The GI Bill Kicker

The GI Bill Kicker


The Navy, Marine and Army Corps Funds for College


GI Bill Kicker is prominently referred to as the Navy, Army or Marine Corps College Funds, and is presented via the service branch of the DoD as a part of the reenlistment or the enlistment contract and for various other reasons.

The Corps College Fund refers to a supplementary amount of monetary benefit that raises the basic benefit received per month by an individual and this is covered in the GI Bill disbursement which is released by VA. The service branch has the provisions to determine which individual receives the funds and the sum received by them. To ensure the accuracy of the funds being offered under the College Fund scheme, it is vital for the individual to submit a copy of the bill to VA.

These added benefits can boost the GI Bill disbursement amount to $950 per month. This implies that the benefit value of GI Bill can actually receive a significant boost. The amount received by a person is dependent on several factors which include the service joined, the location of service, the job chosen, enlistment date and the tenure of the enlistment contract.

The college funds can also be paid under the GI bill however they are governed by certain restrictions and limitations. To get precise answers and to procure information about the GI Bill benefits, the VA can be contacted at 1-88-GIBILL-1.

Note: The term GI Bill Kicker is used by the Air Force which refers to the GI Bill Buy-up initiative.

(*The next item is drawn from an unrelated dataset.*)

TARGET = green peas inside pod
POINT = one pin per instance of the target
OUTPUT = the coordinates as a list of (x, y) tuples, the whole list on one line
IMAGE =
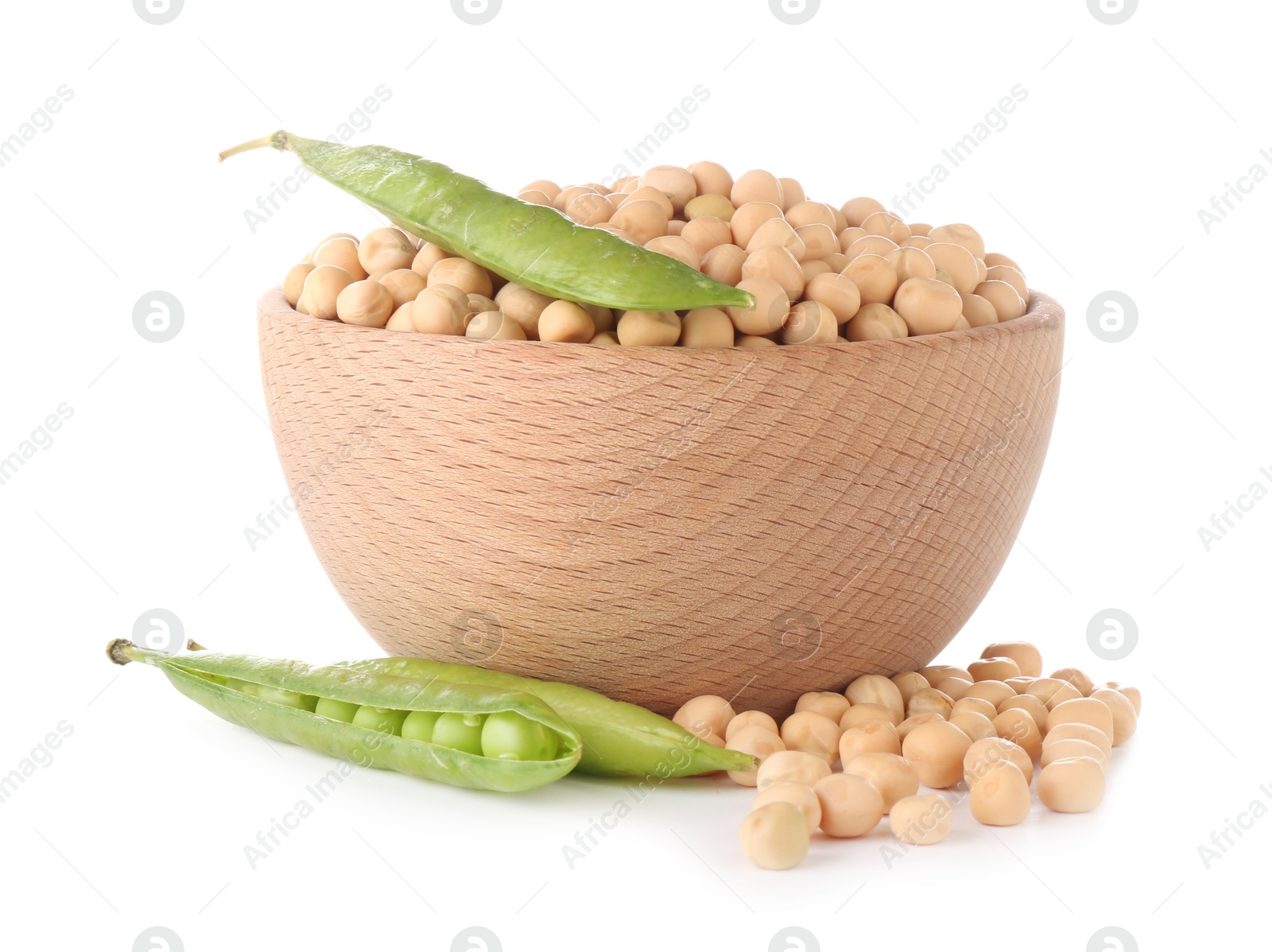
[(336, 710), (419, 726), (292, 699), (247, 688), (460, 733), (385, 720), (510, 736)]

This bill is presented to all the active duty participants of the GI Bill. The GI Bill is also offered to the members who opt to stick to the reserve forces. For this, the member must first meet the requirements and also needs to accept the bill. The benefits under the Reserve GI Bill can be boosted to more than $24,000 is one qualifies for the GI Bill Kicker for Reserve members. Until and unless the service member receives the GI Bill, the GI Bill Kicker amount is not offered to the individual. The kicker is an added benefit offered by the GI Bill.

  • Joshua Kyle
    Posted at 19:09h, 08 February Reply

    I have the marine corps college fund and it had to built into my contract upon enlistment. Trying get anyone that understands what it is or how it works is next to impossible.

  • Tiara R,
    Posted at 15:48h, 20 November Reply

    I have been trying to get my kicker started for two years now nor I or my unit can find this infamous college portion in my contract… Please help. Who do I call?

  • Kelley padgett
    Posted at 20:18h, 17 November Reply

    I am retired from the navy after 20 yrs and I had the kicker when I initially enlisted and I recently tried to obtain it but I was denied bc I enrolled in post 911 bill and said I do not qualify. I had no idea it would be taken from me. How can I file an appeal to get it back..?

  • Timothy Nathan Torrence
    Posted at 01:53h, 24 July Reply

    I am a vet. I had an honorable discharge from the Navy but did not retire from the Navy. Am I or my children entitled to any benefits for college? I am interested in obtaining my bachelors degree and wanted to get additional information. Thanks

    • shayla
      Posted at 00:01h, 14 August Reply

      Hi Tim. If you paid into the GI Bill program ($100 each month) in your first 12 months of service you may qualify for educational benefits. It also depends on how many months of service you actually completed before getting out. If you completed at least 36 months and paid in to the program upon enlistment, you qualify for 100% educational assistance for 36 months. There is a break down if you served less time. You can transfer these benefits to your spouse or children only if you select the Post 9/11 GI Bill rather than the Montgomery. However, if you have service connected disabilities and rate 100% total and permanently disabled, your children qualify for college education assistance without having to give them the GI Bill. hope this helps!

  • Tim Yaotome
    Posted at 04:02h, 27 February Reply

    Wow! I never knew that a family whose parent is a retired member of the Air Force can help pay for their child’s college education through the GI Bill. Learning about this gave me hope for my friend, who is looking for a way for her daughter to enroll in art school. Aside from calling their hotline, I would also ask help from admissions advisors on how she can continue college with or without the fund too.